Many pharmaceutical companies are switching their focus to collecting, analysing and learning from large data sets. In fact, in early 2018, Vas Narasimhan, CEO of Novartis, posted a blog post on Linkedin about reimagining Novartis as a “medicines and data science” company. People are more heavily relying on data than ever before, and in genomics, there is just so much of it!
Unless you have an identical twin, your DNA is unique to you and can provide some very personal information such as disease susceptibility and phenotypic information about what you look like. In fact, a study in 2017 managed to use genetic information to predict what participants in the study looked like, their voice, height and weight. This figure from the study shows how scarily accurate these predictions can be, with the photos on the left being the participant, and the pictures on the right being a computer modelled prediction!
So, with such personal data at hand it begs the question: who does this data belong to, and how can it be used?

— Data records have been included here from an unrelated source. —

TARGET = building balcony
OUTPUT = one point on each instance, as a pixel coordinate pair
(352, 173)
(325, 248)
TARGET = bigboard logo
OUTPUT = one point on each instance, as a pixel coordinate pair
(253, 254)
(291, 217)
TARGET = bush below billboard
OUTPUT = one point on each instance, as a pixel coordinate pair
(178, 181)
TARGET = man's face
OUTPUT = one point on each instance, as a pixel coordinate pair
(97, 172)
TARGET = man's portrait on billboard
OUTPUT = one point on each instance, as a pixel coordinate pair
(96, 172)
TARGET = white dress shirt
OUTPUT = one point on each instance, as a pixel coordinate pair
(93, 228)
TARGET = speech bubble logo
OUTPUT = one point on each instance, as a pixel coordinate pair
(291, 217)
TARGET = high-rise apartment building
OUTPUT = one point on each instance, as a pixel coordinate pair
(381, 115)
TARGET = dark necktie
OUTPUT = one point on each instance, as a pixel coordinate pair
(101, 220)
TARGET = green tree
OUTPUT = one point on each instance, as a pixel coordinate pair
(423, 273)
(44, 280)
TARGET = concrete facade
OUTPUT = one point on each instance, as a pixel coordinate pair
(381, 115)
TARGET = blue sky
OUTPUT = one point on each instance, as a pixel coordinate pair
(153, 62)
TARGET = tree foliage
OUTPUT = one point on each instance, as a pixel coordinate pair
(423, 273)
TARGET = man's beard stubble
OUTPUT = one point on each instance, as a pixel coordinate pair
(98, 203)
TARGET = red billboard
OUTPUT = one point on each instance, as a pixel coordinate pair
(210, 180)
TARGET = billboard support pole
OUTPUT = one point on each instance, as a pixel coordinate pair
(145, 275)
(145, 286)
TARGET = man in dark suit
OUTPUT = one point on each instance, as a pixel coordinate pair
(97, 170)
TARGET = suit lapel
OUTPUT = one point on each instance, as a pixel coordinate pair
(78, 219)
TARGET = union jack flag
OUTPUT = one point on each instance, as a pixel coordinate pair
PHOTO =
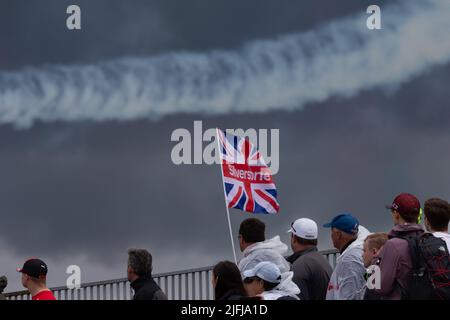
(248, 182)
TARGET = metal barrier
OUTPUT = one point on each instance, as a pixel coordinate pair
(192, 284)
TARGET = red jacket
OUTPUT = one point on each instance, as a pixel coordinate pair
(395, 261)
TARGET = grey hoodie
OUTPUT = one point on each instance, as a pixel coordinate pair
(395, 261)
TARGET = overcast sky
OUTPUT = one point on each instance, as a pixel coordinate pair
(83, 192)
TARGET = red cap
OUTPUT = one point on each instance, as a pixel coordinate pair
(405, 203)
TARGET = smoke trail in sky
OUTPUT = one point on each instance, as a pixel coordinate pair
(340, 58)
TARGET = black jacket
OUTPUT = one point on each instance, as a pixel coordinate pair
(145, 288)
(312, 273)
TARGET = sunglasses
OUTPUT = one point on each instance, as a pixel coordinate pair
(250, 280)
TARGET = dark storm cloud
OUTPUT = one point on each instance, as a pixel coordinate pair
(96, 189)
(93, 188)
(33, 32)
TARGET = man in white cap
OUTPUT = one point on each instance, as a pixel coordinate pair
(312, 271)
(265, 280)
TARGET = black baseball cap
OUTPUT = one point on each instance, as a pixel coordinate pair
(35, 268)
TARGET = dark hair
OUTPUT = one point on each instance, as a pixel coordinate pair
(140, 260)
(305, 241)
(228, 279)
(252, 230)
(437, 212)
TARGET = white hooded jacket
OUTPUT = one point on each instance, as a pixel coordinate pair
(286, 288)
(347, 281)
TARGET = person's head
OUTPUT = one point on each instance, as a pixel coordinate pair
(344, 228)
(303, 234)
(372, 246)
(405, 209)
(139, 264)
(34, 273)
(437, 215)
(251, 230)
(226, 277)
(265, 276)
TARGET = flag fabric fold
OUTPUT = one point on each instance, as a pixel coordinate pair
(248, 182)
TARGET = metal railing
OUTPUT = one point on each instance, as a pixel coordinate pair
(192, 284)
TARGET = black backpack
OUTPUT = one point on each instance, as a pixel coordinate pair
(430, 275)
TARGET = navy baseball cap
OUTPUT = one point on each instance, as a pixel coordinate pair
(344, 222)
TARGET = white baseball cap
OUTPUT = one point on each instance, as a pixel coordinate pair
(304, 228)
(266, 271)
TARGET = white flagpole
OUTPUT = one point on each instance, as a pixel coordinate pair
(225, 196)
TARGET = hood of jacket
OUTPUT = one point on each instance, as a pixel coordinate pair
(274, 244)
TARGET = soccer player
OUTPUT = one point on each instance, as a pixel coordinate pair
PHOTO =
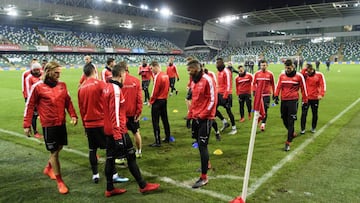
(88, 60)
(90, 101)
(328, 65)
(214, 123)
(171, 71)
(23, 77)
(316, 87)
(133, 105)
(265, 75)
(51, 98)
(30, 80)
(158, 102)
(106, 73)
(202, 112)
(146, 75)
(288, 86)
(224, 95)
(243, 89)
(118, 142)
(317, 64)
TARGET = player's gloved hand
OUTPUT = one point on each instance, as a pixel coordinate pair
(276, 99)
(120, 146)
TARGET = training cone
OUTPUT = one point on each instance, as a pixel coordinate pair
(237, 200)
(218, 152)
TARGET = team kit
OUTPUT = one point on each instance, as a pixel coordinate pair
(111, 101)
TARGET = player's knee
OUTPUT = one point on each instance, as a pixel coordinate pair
(131, 154)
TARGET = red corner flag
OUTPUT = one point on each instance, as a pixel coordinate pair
(258, 100)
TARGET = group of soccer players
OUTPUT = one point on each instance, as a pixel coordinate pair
(112, 105)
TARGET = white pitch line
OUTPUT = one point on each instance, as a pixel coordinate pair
(168, 180)
(293, 153)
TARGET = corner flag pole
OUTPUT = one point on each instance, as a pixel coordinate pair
(250, 153)
(259, 113)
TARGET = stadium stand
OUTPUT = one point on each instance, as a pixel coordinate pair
(19, 35)
(63, 38)
(352, 51)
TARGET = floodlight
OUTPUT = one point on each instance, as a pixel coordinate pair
(143, 6)
(166, 12)
(12, 13)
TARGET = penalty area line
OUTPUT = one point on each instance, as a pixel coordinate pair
(168, 180)
(293, 153)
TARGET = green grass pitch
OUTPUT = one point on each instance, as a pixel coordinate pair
(307, 178)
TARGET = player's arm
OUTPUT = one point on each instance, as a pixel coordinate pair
(70, 108)
(138, 102)
(303, 90)
(156, 91)
(29, 111)
(209, 90)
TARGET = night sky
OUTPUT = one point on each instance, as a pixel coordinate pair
(207, 9)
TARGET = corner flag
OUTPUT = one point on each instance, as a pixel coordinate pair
(259, 114)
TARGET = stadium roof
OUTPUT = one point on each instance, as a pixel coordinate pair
(110, 13)
(296, 13)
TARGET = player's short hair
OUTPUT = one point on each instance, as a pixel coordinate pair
(110, 60)
(263, 61)
(288, 62)
(154, 63)
(118, 69)
(88, 69)
(194, 64)
(49, 67)
(309, 65)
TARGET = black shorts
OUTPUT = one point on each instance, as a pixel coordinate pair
(145, 84)
(189, 95)
(226, 103)
(96, 137)
(244, 97)
(132, 125)
(111, 149)
(54, 137)
(201, 131)
(172, 82)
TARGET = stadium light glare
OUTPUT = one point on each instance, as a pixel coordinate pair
(143, 6)
(166, 12)
(12, 13)
(228, 19)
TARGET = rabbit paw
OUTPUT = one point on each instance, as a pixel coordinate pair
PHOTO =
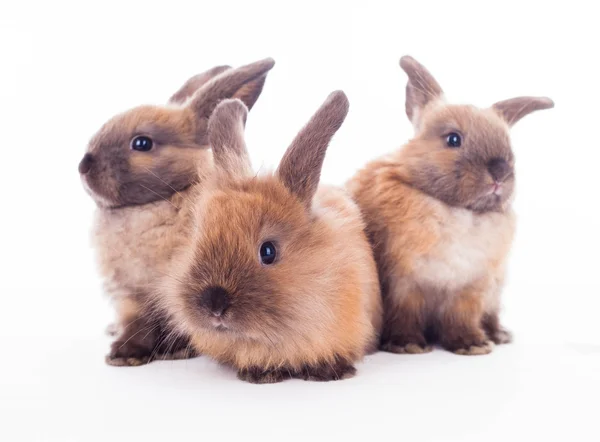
(411, 348)
(128, 354)
(406, 345)
(475, 350)
(326, 371)
(258, 375)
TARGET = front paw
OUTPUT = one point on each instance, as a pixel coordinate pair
(406, 345)
(258, 375)
(470, 344)
(325, 371)
(501, 336)
(476, 350)
(128, 354)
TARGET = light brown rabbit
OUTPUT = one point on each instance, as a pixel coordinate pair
(279, 280)
(140, 168)
(438, 214)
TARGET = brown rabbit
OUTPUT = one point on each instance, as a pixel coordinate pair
(439, 217)
(279, 280)
(140, 168)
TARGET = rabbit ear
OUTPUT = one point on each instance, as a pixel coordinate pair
(421, 88)
(300, 167)
(226, 136)
(194, 83)
(514, 109)
(245, 83)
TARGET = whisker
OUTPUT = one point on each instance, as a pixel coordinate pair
(158, 194)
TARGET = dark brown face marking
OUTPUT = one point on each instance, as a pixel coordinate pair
(463, 176)
(250, 302)
(119, 176)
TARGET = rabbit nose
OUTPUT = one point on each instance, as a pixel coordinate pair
(86, 163)
(215, 300)
(499, 169)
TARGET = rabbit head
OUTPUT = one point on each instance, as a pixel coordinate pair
(151, 152)
(461, 154)
(260, 264)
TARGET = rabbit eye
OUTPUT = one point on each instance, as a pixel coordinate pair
(142, 143)
(453, 140)
(268, 253)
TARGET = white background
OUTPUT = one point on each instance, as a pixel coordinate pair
(65, 68)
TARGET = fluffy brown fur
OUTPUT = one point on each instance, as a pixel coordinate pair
(440, 221)
(316, 309)
(143, 199)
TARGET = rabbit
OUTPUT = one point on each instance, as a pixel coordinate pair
(279, 279)
(139, 169)
(439, 218)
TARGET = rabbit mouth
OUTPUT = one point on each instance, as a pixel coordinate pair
(218, 324)
(100, 200)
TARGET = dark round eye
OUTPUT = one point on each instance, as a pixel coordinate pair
(267, 253)
(141, 143)
(453, 140)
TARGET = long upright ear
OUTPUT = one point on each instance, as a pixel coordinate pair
(194, 83)
(300, 168)
(226, 135)
(421, 89)
(514, 109)
(245, 83)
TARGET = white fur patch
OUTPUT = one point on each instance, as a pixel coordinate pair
(468, 243)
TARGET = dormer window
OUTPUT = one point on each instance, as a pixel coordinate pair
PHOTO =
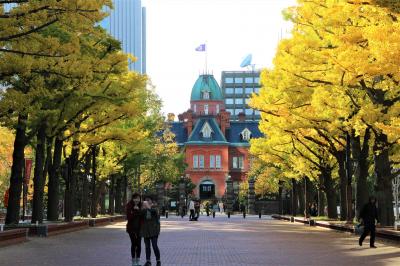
(246, 134)
(206, 95)
(206, 130)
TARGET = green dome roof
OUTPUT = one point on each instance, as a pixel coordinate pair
(206, 83)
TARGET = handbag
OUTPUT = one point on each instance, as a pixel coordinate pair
(359, 229)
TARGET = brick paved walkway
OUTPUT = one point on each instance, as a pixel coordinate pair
(208, 242)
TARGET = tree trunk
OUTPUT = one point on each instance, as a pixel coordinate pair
(360, 155)
(294, 197)
(68, 217)
(85, 186)
(54, 181)
(384, 180)
(16, 177)
(93, 211)
(125, 196)
(280, 198)
(330, 191)
(111, 200)
(118, 195)
(321, 202)
(39, 176)
(341, 158)
(300, 194)
(349, 174)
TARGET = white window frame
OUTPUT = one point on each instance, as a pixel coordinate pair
(240, 160)
(246, 134)
(206, 130)
(218, 161)
(201, 161)
(212, 161)
(235, 162)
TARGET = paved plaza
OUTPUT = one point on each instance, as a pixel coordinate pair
(218, 241)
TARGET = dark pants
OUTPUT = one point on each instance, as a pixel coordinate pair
(153, 241)
(191, 215)
(368, 229)
(136, 248)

When a person takes a direct to consumer (DTC) genetic test, such as those provided by 23andMe or Ancestry DNA, the companies sell the genetic data on. Most of these companies are transparent in to consumers about how they use their data after a survey in 2016 showed that only a third of genetic tests clearly explained how their data could be used. However, concerns over whether people are actually reading the terms of the agreement are questionable.
Likewise, what happens to the product that is produced by the people who are purchasing your data? A pharmaceutical company that develops a drug using a DTC genetic database is never going to pay everyone who has contributed data part of the profits. To address this, 23andMe have put a clause into their terms asking consumers to waive their rights to a share of any profits made from the research conducted on their data. But this consumer has paid for their testing, had their data sold for profit, and then had a product made out of it. Is this model fair?
Recently, both 23andMe and Ancestry DNA has reported a drop in sales and having to significantly downsize their workforce. There is some ambiguity on who has access to these genetic databases and that they are using it for. Other than pharmaceutical companies searching for drug targets, other players such as insurance companies and law enforcement.
The drop in DTC sales comes after detectives revealed they had used GEDmatch, a public genetic database, to solve a murder case, raising privacy concerns. The case was solved in a way that was unique, whereby long preserved DNA data was uploaded to this database and was matched with the criminal’s distant relatives, leading to them solving the case. An overview of this case is here.
To counteract some of these concerns, Nebula Genomics, a start up by George Church, offers an additional layer of control of their data to the consumers. With a Nebula test, consumers have the option to share their data, not share their data, or to be asked each time someone wants access to it. The service also offers consumers the option of being part of a “subscription” service, where you can have access to genetic information relevant to you sent regularly.
With the rising concerns for privacy, the DTC market seems to be dropping and some companies are playing on this to change their privacy and data-sharing models. But the question will continue to concern the general public for some time.
Who owns this data, and how can it be used?